On Thursday 24 March 2005 01:32 pm, Stephen Smalley wrote:
 On Thu, 2005-03-24 at 14:23 -0500, Stephen Smalley wrote:
 > Then I start to see some audit messages during passwd, but I shouldn't
 > have to request read access auditing in order to see modifications
 > (especially as that will generate a lot more data, e.g. upon every
 > authentication program's use of /etc/shadow).

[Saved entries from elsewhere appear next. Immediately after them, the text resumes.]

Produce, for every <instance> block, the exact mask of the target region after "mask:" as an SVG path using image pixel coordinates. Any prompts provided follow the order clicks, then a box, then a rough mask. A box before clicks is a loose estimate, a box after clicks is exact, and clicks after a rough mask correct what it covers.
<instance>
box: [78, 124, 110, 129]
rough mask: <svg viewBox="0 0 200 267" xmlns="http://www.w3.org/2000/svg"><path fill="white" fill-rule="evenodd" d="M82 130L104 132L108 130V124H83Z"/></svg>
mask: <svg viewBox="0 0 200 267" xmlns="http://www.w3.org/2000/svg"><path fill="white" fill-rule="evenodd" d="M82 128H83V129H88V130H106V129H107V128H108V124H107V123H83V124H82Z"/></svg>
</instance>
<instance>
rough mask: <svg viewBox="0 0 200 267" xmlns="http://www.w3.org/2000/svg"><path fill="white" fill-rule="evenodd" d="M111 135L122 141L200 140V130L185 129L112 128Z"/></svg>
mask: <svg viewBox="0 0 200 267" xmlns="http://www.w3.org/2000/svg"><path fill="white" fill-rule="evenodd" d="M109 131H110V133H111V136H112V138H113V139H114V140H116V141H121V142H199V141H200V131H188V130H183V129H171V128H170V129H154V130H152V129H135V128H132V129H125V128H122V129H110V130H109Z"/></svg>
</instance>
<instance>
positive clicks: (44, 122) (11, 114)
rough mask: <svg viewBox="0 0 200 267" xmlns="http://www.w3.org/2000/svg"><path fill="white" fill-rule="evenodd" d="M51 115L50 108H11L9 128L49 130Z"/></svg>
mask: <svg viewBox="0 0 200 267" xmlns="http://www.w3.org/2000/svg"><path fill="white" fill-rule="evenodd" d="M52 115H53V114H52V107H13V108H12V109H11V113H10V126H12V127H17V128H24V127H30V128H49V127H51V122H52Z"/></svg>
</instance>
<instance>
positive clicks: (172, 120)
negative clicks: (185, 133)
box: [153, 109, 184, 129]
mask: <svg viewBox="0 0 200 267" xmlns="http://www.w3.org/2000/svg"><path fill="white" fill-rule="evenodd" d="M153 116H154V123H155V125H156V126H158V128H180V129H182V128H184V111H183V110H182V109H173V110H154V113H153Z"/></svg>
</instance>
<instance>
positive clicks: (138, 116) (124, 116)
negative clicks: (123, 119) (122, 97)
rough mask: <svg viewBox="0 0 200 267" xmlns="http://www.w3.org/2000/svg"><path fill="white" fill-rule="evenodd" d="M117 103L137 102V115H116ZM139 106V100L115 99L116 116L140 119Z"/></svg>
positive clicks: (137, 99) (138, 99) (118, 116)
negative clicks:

 Ok, I see what is happening.  You call audit_attach_watch() from d_move,
 but you will never hit an audit_notify_watch(), hence no audit data upon
 renames until a subsequent write to the existing file (which never
 happens for /etc/shadow, as it is always re-created and renamed for each
 transaction).  So a natural question is what else should be calling
 audit_notify_watch besides permission, exec_permission_lite, and
 may_delete?  d_move?  may_create? 
Though the dnotify assessment happens in a later message,  I think this is a 
good approach.  But, yes, back to expected messages missing, I was missing 
records too for unlink() -- What is boiled down to was I was making the wrong 
statement when filtering in audit_notify_watch():
static inline int may_delete(struct inode *dir,struct dentry *victim, int 
isdir)
{
	....
	audit_notify_watch(victim->d_inode, 0);
	....
}
void audit_notify_watch(struct inode *inode, int mask)
{
	.....
	// Doh! The mask==0 for may_delete's hook, thus we bottom out here
	if (!mask || (wentry->w_watch->perms &&
!(wentry->w_watch->perms&mask)))
		return;
	.....
}
This statement really should be:
if (mask && (wentry->w_watch->perms &&
!(wentry->w_watch->perms&mask)))
We treat a mask==0 as, "no permissions filtering needed", thus we don't need
to check for it in the w_watch->perms.  We also treat a w_watch->perms==0 
(which is the default) similarly as "no permissions filtering required".